Quand écologistes et agriculteurs s’associent, ça gagne

Quand écologistes et agriculteurs s’associent, ça gagne

C’est un pari gagné à tous les coups. Quand les écolos et les paysans se rassemblent, les détracteurs du vivant tremblent. La preuve en trois actes.
22 February 2024
par Vianney Louvet
8 minutes de lecture

C’est trop évident pour ne pas marcher. À travers 3 exemples de luttes emblématiques, on vous raconte ces moments de notre histoire récente où agriculture, écologie et plus encore ont fait front pour gagner une bataille. De quoi nous inspirer et nous questionner aujourd’hui ? Dans quels lieux ai-je l’occasion de construire des ponts plus que des murs comme dirait l’autre ? 


Vraiment tous au Larzac


L’extension d’un camp militaire aux dépens de terres agricoles. Voilà le point de départ, en 1971, d’une des luttes les plus médiatisées et symboliques du dernier siècle. 
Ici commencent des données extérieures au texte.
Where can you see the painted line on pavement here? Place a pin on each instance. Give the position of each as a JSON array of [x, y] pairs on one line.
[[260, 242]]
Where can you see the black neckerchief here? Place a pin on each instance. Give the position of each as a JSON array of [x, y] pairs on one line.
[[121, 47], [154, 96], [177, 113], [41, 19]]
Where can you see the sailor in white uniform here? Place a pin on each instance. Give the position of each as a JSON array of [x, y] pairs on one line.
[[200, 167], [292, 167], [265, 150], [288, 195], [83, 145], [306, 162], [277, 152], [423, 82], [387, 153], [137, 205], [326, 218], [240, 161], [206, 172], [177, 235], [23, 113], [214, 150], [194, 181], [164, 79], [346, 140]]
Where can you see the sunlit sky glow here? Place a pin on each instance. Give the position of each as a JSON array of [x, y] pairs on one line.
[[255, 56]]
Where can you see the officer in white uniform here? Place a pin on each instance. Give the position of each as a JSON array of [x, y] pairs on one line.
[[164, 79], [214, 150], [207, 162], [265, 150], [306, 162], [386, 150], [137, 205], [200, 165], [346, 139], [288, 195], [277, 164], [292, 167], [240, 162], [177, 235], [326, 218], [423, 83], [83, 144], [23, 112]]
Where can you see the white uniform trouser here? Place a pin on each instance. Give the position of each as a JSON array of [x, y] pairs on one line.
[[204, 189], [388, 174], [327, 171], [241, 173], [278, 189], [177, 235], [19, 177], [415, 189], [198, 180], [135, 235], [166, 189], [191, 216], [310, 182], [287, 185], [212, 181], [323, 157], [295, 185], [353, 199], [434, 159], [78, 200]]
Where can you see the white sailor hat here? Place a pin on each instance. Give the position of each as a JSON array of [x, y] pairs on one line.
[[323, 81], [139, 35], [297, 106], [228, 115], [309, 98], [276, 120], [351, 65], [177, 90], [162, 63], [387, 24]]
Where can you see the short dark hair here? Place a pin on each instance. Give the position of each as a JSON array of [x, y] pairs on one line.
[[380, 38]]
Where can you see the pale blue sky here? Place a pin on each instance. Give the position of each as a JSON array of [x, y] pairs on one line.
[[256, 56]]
Petit retour en arrière. Le Larzac, c’est un plateau karstique du Massif Central, éloigné du bruit du monde et de ses grands magasins. Et cela n’empêche pas que l’agriculture dans le Larzac, c’est une affaire qui roule. À partir du Moyen Âge puis dans les siècles qui ont suivi, la région du Larzac bâtit en effet un système socioéconomique original et robuste : l’agropastoralisme. À l’inverse de la dynamique globale qui tend à tout miser sur des surfaces céréalières grandissantes, les agriculteurs font le pari gagnant du fromage de brebis, et plus particulièrement, de son formidable roquefort…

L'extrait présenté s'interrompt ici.